We see the same issue in both L4T R27.1 and R28.1. Do we know what might be the cause of this issue? While we are speculating about cache invalidation, but there’s no obvious conclusion to draw here, as cache invalidation should happen in both copy and copy-less versions.

BTW, the function is found in the v4l-utils library, which is used by OpenCV for interfacing with V4L2 cameras. We initially noticed this issue when running an OpenCV-based capture.

static void v4lconvert_uyvy_to_bgr24(const unsigned char *src, unsigned char *dest,
                int width, int height, int stride)
{
        int j;

        while (--height >= 0) {
                for (j = 0; j + 1 < width; j += 2) {
                        int u = src[0];
                        int v = src[2];
                        int u1 = (((u - 128) << 7) +  (u - 128)) >> 6;
                        int rg = (((u - 128) << 1) +  (u - 128) +
                                        ((v - 128) << 2) + ((v - 128) << 1)) >> 3;
                        int v1 = (((v - 128) << 1) +  (v - 128)) >> 1;

                        *dest++ = CLIP(src[1] + u1);
                        *dest++ = CLIP(src[1] - rg);
                        *dest++ = CLIP(src[1] + v1);

                        *dest++ = CLIP(src[3] + u1);
                        *dest++ = CLIP(src[3] - rg);
                        *dest++ = CLIP(src[3] + v1);
                        src += 4;
                }
                src += stride - width * 2;
        }
}

The command line log:

nvidia@tegra-ubuntu:~$ sudo nvpmodel -m 0
nvidia@tegra-ubuntu:~$ sudo ~/jetson_clocks.sh
nvidia@tegra-ubuntu:~$ taskset -c 1 ./uyvy2bgr24
frames 30
avg read time 0ms
avg conv time 27ms
avg write time 0ms
nvidia@tegra-ubuntu:~$ taskset -c 0 ./uyvy2bgr24
frames 30
avg read time 0ms
avg conv time 311ms
avg write time 0ms

I don’t think the function specifics matter much. It would be more interesting to see the code that opens the device and maps the memory, to be honest. It’s much more likely, as you say, that something’s going on with the memory coherency – perhaps each byte fetch ends up being a separate atomic memory transaction or something like that.

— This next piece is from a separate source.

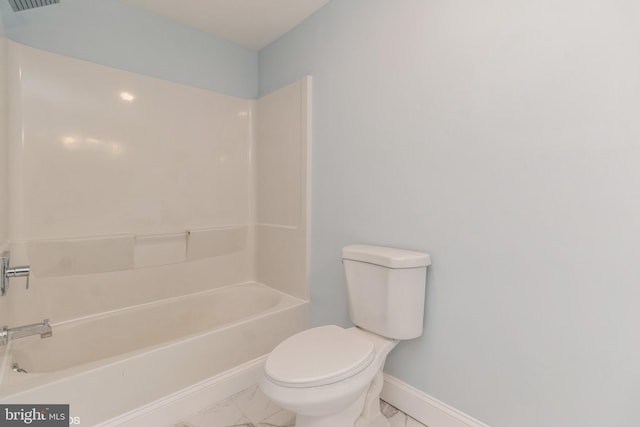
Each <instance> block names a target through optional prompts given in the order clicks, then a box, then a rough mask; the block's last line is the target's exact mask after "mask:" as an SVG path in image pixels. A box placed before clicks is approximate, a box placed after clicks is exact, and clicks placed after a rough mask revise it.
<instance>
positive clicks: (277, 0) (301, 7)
mask: <svg viewBox="0 0 640 427" xmlns="http://www.w3.org/2000/svg"><path fill="white" fill-rule="evenodd" d="M125 1H126V2H127V3H130V4H133V5H136V6H140V7H142V8H144V9H147V10H150V11H152V12H154V13H157V14H158V15H162V16H164V17H166V18H169V19H171V20H173V21H177V22H180V23H182V24H184V25H187V26H189V27H193V28H197V29H199V30H202V31H206V32H208V33H211V34H214V35H216V36H219V37H222V38H225V39H227V40H230V41H232V42H234V43H237V44H239V45H241V46H245V47H247V48H250V49H255V50H259V49H262V48H263V47H265V46H266V45H268V44H269V43H271V42H272V41H274V40H276V39H277V38H278V37H280V36H281V35H283V34H284V33H286V32H287V31H289V30H291V29H292V28H293V27H295V26H296V25H298V24H299V23H300V22H302V21H304V20H305V19H306V18H307V17H308V16H310V15H311V14H313V13H314V12H315V11H316V10H318V9H319V8H321V7H322V6H324V5H325V4H327V3H329V1H330V0H125Z"/></svg>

Also, if you open using read() instead of mmap() interface, what is the performance?

If you have a work-around by using memcpy() or be assigning affinity, it sounds to me as if that’ll be the fastest way forward, because if it’s memory bus related, there may not be a software fix, and if there is a software fix, it may require a new kernel version … But just speculating here; the nvidia folks ought to know more about what’s going on, and I’m super curious to hear!

This issue exists in the opencv video capture function (we tested both 3.1.0 and 3.3.0), which internally uses the v4l-utils library for accessing v4l2 capture devices. Opencv requests mmap-ed capture and frame conversion to bgr24 in one call to v4l-util. To further isolate the problem, we also tried a simple v4l2 capture example found here https://gist.github.com/maxlapshin/1253534#file-capture_raw_frames-c,and added the convention function above, the same problem exists. BTW, the NVidia driver doesn’t seem to support direct read().

We think this problem is worth looking into as it affects the straight out-of-box opencv capture function and applications uses libv42.

Do you have the same timings with other A57 cores than CPU0 ? Not sure, but I think that CPU0 has to manage interrupts from interrupt controller.